The first thing I do when I arrive at the office is to take 20 mins to write down the key take-aways from the podcasts or audio books. Then, take the 20 mins to reflect and write the thoughts down on a journal (e.g., things grateful in my life). the last 20 mins for the first hour is to make a plan for the day writing to-do list and set priorities.

I am using Zettlr as Zettelkasten to take smart notes.

I have a collection of all the materials that I learned. Once I want to write something, I go to my notes and summarize the notes across different days. I wrote several linkedin articles on management summarizing what I learned from the classes/podcasts/audiobooks. You can find them at https://www.linkedin.com/in/%F0%9F%8E%AF-ming-tommy-tang-40650014/recent-activity/posts/.

what are the misses

  1. Even I got up at 6 am, I went to bed late during 12 am -1 am. I will need more sleep.

  2. I did not lose weight, I will need more exercise. Our company is moving to a new building, and we have a gym downstairs. I will use it! Take care of my physical health, then the mental health.

  3. The family did not go out for a trip. I am really bad at it; but I am going to improve it in 2023.

Goals for 2023

  1. Spend time on what’s important. 80% of your success will come from 20% of your work. Support our clinical trial and other programs at Immunitas. Patients are our first priority.
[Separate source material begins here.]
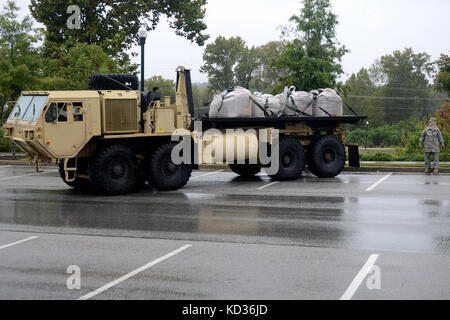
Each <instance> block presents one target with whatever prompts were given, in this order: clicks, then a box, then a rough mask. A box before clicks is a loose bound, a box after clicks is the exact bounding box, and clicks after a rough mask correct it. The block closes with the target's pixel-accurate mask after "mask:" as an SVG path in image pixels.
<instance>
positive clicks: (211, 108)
mask: <svg viewBox="0 0 450 320" xmlns="http://www.w3.org/2000/svg"><path fill="white" fill-rule="evenodd" d="M250 95H251V93H250V91H249V90H247V89H245V88H242V87H236V88H234V90H233V91H224V92H222V93H221V94H218V95H216V96H215V97H214V99H213V101H212V102H211V106H210V109H209V117H210V118H250V117H252V105H253V102H252V101H251V100H250Z"/></svg>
  2. Foster a learning environment for the compbio group, nourish everyone to make them shine. I bought 3 copies of Machine Learning with PyTorch and Scikit-Learn: Develop machine learning and deep learning models with Python for the group. In our Friday teach and learn session, we will go through some lectures by Matt for bayesian statistics, and I will talk about Snakemake/reproducible computing and tricks. Tim will teach us more on R package. I hope Michelle can teach us Rshiny too.

  3. Take some vacations. I did not take a day off (except for the paternal leave). I need to set up a good example.

  4. If you ask what I am missing from academia, I would say publishing (not the process). In industry, publishing is not our top priority, but who knows, we may find some time to write up MonkeyBread!

Happy New year! and I hope everyone have a strong head start in 2023.